A
BRASILIDADE,
SUA MALANDRAGEM E SEU CAPITALISMO
O racionalismo weberiano é tido
como essência fundamental ao pleno desenvolvimento do capitalismo. Desenvolvimento,
esse, que só encontraria condições sólidas de florescimento em culturas
protestantes onde o apreço pela disciplina, o louvor ao trabalho e o culto à
poupança fariam parte da psique local. O Brasil, em corrente oposta,
desenvolveu seu próprio espírito de capitalismo refutando à racionalidade
weberiana e sua disciplina, rigor e frugalidade.O capitalismo brasileiro,
possui características próprias que representam uma antítese à totalidade da
teoria weberiana sobre o progresso econômico pautado em profundas raízes protestantes.
Se nos EUA, na Alemanha luterana
e na Inglaterra a disciplina do trabalhador, o respeito à hierarquia e a
formalidade de conduta profissional e pessoal marcaram a ascensão da riqueza
burguesa, no Brasil, ocorreu o contrário. Em uma cultura marcada pela
flexibilidade, desrespeito ao império da normatividade, por espontaneidade, o
jeitinho brasileiro traduziu o funcionamento da sociedade brasileira desde sempre.
O homem comum, ao contrário do idealizado em culturas anglo-saxônicas, foi representado
na forma do “malandro”. Enquanto, nos EUA e em outros países, a idolatria ao
mito do self-made man permeava todas
as esferas sociais, no Brasil, o malandro tornou-se símbolo nacional em um país
marcado pela síndrome de vira lata. Disseminou-se a ideia nos sambas de
Martinho da Vila, no pornô chanchada dos anos 70, na literatura de Jorge Amado,
Nelson Rodrigues; na brasilidade de Chico Buarque. O ideal do malandro
tornou-se, então, modelo social. Se o brasileiro não era rico, disciplinado e culto
como europeus e americanos ele teria outras qualidades; ele saberia fazer música,
criar uma família desfavorecida,seria um homem superior preparado para encarar
todos as dificuldades oferecidas por instabilidades políticas ,crises
econômicas, desigualdade social, preconceito racial, opressão policial. Na
figura de Bezerra da Silva, a malandragem atingiu o seu ápice, e nela, o mito do pobre trabalhador reflete a origem
do espírito do capitalismo à brasileira.O brasileiro, portanto, seria descrente
de seu país, mas crente em si e no sonho do país do futuro.

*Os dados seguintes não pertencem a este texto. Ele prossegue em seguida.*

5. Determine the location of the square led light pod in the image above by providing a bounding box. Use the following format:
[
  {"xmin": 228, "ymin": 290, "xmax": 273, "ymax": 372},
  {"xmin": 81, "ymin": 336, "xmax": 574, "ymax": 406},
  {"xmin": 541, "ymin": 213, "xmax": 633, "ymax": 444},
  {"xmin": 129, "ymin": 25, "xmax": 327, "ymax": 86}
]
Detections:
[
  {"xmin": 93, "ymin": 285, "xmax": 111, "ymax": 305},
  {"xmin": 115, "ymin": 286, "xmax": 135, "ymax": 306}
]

A malandragem retrada tanto por
Bezerra como por diversos artistas evidenciaram a vocação do país para as
indústrias criativas. Na música, no cinema, na teledramaturgia, na moda, no
design, na publicidade o país é símbolo de excelência. Através de um passado imprevisível
e quadros socioeconômicos voláteis, o brasileiro se tornou o mais adaptável dos
povos. E essa característica, a da fácil adaptação, da flexibilidade, foi
fielmente incorporada ao discurso do mito do malandro. Isso se deu de tal forma
que o brasileiro comum sentiu-se motivado a inovar, a ousar, a se arriscar, a empreender.
Por meio de anti-heróis como Bezerra da Silva que o morador de comunidade
carente, o trabalhador rural e a classe média, a última ainda que secretamente,
encontraram luz para sonhar com um futuro melhor. Se a máquina irá substituir a
função humana em praticamente toda cadeia industrial, ela ainda não será capaz
de superar a capacidade de criativa de da mente humana. O rigor, a disciplina,
a austeridade, o sacrifício da filosofia protestante sustentaram o modelo
industrial de capitalismo, mas para o modelo pós-industrial necesita-sse de
flexibilidade, criatividade, espontaneidade e diversidade, qualidades essas
presentes na alma de todo “malandro”, de todo brasileiro.